Now, to apply these principles to the present case ; the executions not being against the intestate, but other persons, the sale under them was merely void, and communicated no title to the purchaser. The act of Finley, the former administrator, concurring in the sale, could not aid the title, because, as we have seen, he had no power in pais, or even by deed, to dispose of the slaves of his intestate, without an order of court for that purpose.
The title to the slave being unchanged and unaffected by *454that illegal act, it follows that the administrator de bonis non is entitled to the slave, or waiving his right to recover the slave in specie, is entitled to recover for the illegal and wrongful conversion of him.
We do not consider that he is estopped by the act in pais of the former administrator; it was not an act done in the performance of his duty as administrator, but was illegal and unauthorized; we have seen that it was wholly inoperative in itself, and produced no change in the title to the property, either legal or equitable.

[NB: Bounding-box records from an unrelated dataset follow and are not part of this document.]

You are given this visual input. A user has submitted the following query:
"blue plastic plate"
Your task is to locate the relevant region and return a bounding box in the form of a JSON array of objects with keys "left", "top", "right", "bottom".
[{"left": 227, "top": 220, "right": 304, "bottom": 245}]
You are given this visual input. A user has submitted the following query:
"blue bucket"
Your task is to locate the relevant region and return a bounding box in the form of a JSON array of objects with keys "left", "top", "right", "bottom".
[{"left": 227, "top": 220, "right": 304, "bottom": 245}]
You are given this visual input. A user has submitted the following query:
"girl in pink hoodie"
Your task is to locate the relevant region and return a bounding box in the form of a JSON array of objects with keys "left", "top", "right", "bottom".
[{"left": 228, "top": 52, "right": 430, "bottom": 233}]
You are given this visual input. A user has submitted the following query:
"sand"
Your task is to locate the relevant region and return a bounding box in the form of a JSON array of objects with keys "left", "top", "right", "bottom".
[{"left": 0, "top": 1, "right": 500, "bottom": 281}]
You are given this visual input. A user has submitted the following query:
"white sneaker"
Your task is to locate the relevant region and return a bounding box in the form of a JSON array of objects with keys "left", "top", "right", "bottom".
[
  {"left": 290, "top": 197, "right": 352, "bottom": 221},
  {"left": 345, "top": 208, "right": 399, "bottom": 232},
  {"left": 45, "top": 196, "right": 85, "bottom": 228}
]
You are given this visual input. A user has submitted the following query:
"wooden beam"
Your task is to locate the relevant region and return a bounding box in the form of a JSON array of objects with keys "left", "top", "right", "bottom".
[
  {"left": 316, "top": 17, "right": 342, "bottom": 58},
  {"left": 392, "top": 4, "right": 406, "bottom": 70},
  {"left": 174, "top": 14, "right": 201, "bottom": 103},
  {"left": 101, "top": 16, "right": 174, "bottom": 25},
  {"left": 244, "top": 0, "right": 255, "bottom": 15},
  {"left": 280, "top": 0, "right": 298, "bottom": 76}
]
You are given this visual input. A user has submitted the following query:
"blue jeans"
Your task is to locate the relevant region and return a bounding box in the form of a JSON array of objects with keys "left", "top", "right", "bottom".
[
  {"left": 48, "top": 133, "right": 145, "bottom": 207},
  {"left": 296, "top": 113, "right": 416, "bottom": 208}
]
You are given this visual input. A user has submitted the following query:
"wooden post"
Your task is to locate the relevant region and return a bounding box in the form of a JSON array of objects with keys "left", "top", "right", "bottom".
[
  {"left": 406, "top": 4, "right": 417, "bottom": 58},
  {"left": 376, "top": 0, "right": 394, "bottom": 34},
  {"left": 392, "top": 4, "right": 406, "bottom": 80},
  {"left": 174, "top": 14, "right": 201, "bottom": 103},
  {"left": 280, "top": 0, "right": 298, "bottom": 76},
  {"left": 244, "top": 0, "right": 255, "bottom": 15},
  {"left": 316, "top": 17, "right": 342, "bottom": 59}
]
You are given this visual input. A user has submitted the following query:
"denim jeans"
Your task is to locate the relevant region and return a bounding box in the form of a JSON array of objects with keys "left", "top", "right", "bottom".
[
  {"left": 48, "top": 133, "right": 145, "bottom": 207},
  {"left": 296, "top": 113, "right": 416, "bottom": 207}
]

Now, shall the administrator de bonis non be estopped by the act of the former administrator, when both the legal and equitable title to the property remain unaffected by that act? In view of the principles before stated, and the relation that exists between them, we do not think, that the administrator de bonis non is to be held as precluded or bound by the illegal acts of the former administrator. This would be carrying the doctrine of privity, as between them, to a much greater extent than we deem it applicable: the privity is more properly speaking, not between them, but between the intestate and each of them.
In the case of Herron vs. Marshall, 5 Hump. R. 444, the doctrine of estoppel was held to apply upon strictly legal and technical grounds; but its application was personal to the administrator himself, who did the act constituting the matter of estoppel.
We think that, upon principle, it ought to be so limited.
Let the judgment be reversed, and the cause remanded.